Tout a commencé, pour nous, cinq mois auparavant. Impensable de se présenter avec des moustiquaires dont les bandes velco avaient fondu au soleil. Au Cambodge, à Phnom Penh, dans le garage de Finn, le norvégien aux multiples talents et au grand coeur, nous a mis à disposition une équipe de huit personnes. Deux par moustiquaires, une dehors et une dedans pour pousser les aiguilles au travers de la tenture matelassée et coudre de nouvelles fixations. Deux journées pleines et combien amicales ! La veille, nous avions enlevé, non sans peine, les traces de colle laissées par le velcro fondu.


Quelques éléments tirés de l'expérience vécue en juillet 2011 à Dilli dans l'entreprise de TROY Adams (Voir Liens).
On peut "prendre de l'avance" en éliminant les éléments "douteux" : nous avons remplacé les rangements en carton par des boîtes en plastique, fait la chasse aux souvenirs en bois, plume, pierre, rafia ou fibres, donné la nourriture de réserve. On peut aussi nettoyer en avance tous les joints de la porte du frigo, les brûleurs de la cuisinière, la cassette des toilette, les fauteuils pliants, les outils, etc. Autre anticipation : Jacques change toutes les serrures des placards qui avaient un peu rouillé durant la mousson indienne. Grand lavage des housses de coussins et de matelas. Nous essayons de préparer ce qui peut être fait à l'avance.

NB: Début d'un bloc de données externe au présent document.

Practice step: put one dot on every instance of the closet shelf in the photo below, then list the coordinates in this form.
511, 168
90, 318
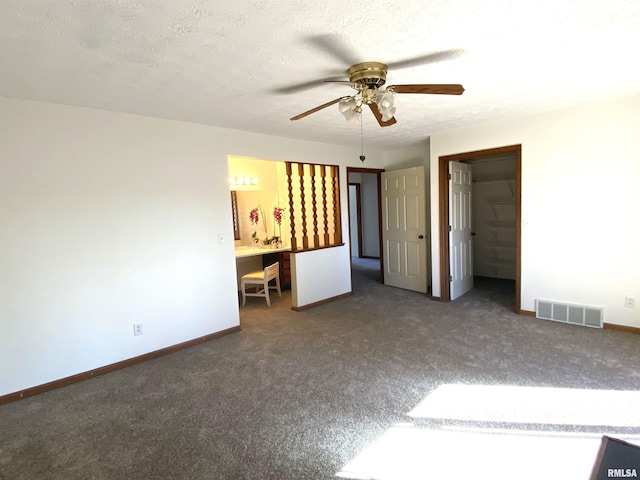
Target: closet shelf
501, 244
493, 181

La suite est dans "la" liste, liste des nettoyages et ordonnancement de ceux-ci. En effet nettoyer au jet et sécher les casiers de rangement nécessite de pouvoir les vider, donc d'avoir de la place pour entreposer et trier les choses avant de les remettre en place.
Travailler par catégorie et moyens nécessaires : plus facile de nettoyer seul toutes les semelles des chaussures que les fenêtres qu'il faudra démonter (à deux) pour faire la chasse aux feuilles ou insectes glissés sous les joints, pour passer au jet les moustiquaires avant de remonter le tout.
Garder trace des étapes du nettoyage avec des photos prises au cours des travaux. Cela permet de constituer un press book à la disposition des inspecteurs australiens.
Pour la petite histoire, au dernier moment, Pgaz est dans le container, bien sanglé et la fumigation doit commencer. Je regarde notre véhicule une dernière fois et constate que le phare gauche n'a pas été nettoyé. Pour une première impression, le douanier verra un phare bien clair et l'autre opaque ! Je tente une ultime démarche avec mes piques à brochettes et mes lingettes, Jacques coupe court. La fumigation est allumée et le container est scellé. Trop tard.

Huile de coude et moral d'acier ! Self contrôle pour ne pas s'énerver et idée fixe sur le résultat visé pour ne pas relâcher l'effort, le sien et celui de l'équipe locale. Le mécano arrête son travail à cinq heures, le résultat visé ne fait pas partie de ses préoccupations.
Au final, il y a aussi le facteur chance : chance de tomber, pour les trois étapes à franchir, sur des inspecteurs "normaux".